Grateful for a beautiful late-night surprise, rain-sparkled blue grass in the headlamp.

Curiosity

I looked up rattlesnake pole beans. I had assumed, like many of the references, that their name derives from their purple-speckled skin, but I found one article that mentioned it comes from their propensity to wind themselves around the supports or their own vines like a snake. And then I found this one! I’ve picked quite a few that were twisted around the fence wire, or their own coiling stems, though mostly they hang straight down. I’m grateful that my curiosity about their provenance led me to find out this tidbit, and then find a perfect example of it.
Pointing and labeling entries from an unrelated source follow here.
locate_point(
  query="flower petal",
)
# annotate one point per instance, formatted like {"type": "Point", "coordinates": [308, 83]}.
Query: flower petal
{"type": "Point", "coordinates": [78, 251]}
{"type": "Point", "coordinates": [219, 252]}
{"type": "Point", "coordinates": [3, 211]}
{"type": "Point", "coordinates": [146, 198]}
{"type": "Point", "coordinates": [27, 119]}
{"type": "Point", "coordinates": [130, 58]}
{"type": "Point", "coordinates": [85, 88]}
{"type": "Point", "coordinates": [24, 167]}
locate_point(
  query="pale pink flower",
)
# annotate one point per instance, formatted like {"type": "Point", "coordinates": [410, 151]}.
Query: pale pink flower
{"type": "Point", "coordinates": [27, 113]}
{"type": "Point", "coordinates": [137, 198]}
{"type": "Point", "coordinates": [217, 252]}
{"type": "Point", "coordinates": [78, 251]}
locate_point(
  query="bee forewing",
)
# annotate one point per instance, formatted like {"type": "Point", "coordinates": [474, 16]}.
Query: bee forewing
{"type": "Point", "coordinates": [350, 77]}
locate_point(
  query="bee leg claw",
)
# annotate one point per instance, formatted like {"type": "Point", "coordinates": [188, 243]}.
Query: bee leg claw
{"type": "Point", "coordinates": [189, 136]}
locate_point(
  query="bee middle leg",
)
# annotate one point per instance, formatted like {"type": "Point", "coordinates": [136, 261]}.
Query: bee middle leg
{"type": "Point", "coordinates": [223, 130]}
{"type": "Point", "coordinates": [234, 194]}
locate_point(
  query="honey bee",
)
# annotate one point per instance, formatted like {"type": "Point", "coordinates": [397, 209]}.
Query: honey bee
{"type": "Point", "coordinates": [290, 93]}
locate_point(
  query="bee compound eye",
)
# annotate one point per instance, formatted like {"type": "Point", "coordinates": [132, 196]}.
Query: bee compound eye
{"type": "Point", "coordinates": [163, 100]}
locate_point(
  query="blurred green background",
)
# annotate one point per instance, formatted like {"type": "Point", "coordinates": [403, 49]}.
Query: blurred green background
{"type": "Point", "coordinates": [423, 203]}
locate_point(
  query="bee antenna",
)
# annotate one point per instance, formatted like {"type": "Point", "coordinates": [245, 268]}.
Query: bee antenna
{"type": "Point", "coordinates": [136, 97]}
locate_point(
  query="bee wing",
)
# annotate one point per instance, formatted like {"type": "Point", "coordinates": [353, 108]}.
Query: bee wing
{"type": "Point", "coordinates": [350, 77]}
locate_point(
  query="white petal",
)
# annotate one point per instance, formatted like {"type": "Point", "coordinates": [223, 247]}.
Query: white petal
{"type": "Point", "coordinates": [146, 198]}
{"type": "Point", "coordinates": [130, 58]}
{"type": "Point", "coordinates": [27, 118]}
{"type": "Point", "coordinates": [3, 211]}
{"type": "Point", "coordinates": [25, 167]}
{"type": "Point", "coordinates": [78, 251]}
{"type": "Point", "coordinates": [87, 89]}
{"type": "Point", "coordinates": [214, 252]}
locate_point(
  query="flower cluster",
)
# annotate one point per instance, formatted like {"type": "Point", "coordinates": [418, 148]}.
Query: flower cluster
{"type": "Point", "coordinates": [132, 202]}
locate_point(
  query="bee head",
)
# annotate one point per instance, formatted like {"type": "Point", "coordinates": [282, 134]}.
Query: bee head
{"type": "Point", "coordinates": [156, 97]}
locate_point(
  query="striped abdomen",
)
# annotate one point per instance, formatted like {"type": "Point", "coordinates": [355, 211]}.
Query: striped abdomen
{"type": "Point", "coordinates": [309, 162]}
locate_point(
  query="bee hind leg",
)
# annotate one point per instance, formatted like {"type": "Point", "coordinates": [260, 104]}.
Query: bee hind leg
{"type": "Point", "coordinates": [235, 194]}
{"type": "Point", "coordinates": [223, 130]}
I’m grateful, as always, for Stellar Stardog Son of Sundog. He spent a lot of time outside lying on his bed in the shade under the deck, which is kind of unusual. Something seems to be turning in him. His back end was as weak throughout the day as I’ve ever seen it, maybe the worst consistently. Maybe he’ll rebound again, and maybe this is a new normal, or the beginning of the end. I’m so grateful for this bonus year we’ve gotten to spend together, and for all the good days he’s had. I’m grateful for the curls of his ruff, and the way he sees me.

Another thing I’m grateful for today is that the prep for a colonoscopy has improved a lot since the last time I got one twelve years ago. This doctor at Delta County Memorial Hospital offers her own recipe, which includes a super sour sickly sweet 10 ounces of magnesium citrate–I chose grape, because lemon-lime is intolerable from past experience, and cherry is just icky no matter what. That went down ok. Then she has you add 238 grams (8.3 oz.) of Miralax powder to a gallon of Gatorade, your choice just not red or purple. I chose orange because for a few years in my younger days, I really liked orange Gatorade, in the context of a hangover cure: that, and a bag of salty potato chips, brought me right back into my body on the too-frequent mornings after.

This prep was far more mild than I’d expected, though the first few cups of it bounced right back up all at once. I hope I managed to keep enough of it down to do the trick. Yeah, it’s gross to think about, but a) it’s apparently important that we get this done from time to time, and b) the whole time I was drinking this two-weeks’ worth of laxative, I was watching the news of Haiti and Afghanistan, and I felt really lucky. Also, I set my mind ahead of time to engage in the process as if it were a meditation, committed to just being present in the midst and flow of it, observing my bodily sensations, being grateful for the effects, and optimistic for the outcome. Bringing a kind curiosity to the process has been a huge help in managing legitimate anxiety: An old friend did her first screening colonoscopy at 50 like they tell us to do, and they nicked her colon, and she died of sepsis.

“That’s exceptionally rare,” I’ve been told by many people. And yet it happens, and why would it not happen to me? I am not invincible, though my childish mind insists that I’ll always come home from whatever outing I undertake. This amazing human capacity for denial: It can’t happen here, it won’t happen to me, etc. Silly denial; and yet, the reality can be terrifying. Death is certain, time of death uncertain. I’m ready to face the music tomorrow, when I’ll be grateful for my chauffeurs Rosie and Deb, and pray that I come back home to Stellar, Topaz, Biko, and the glorious garden, unscathed and healthy.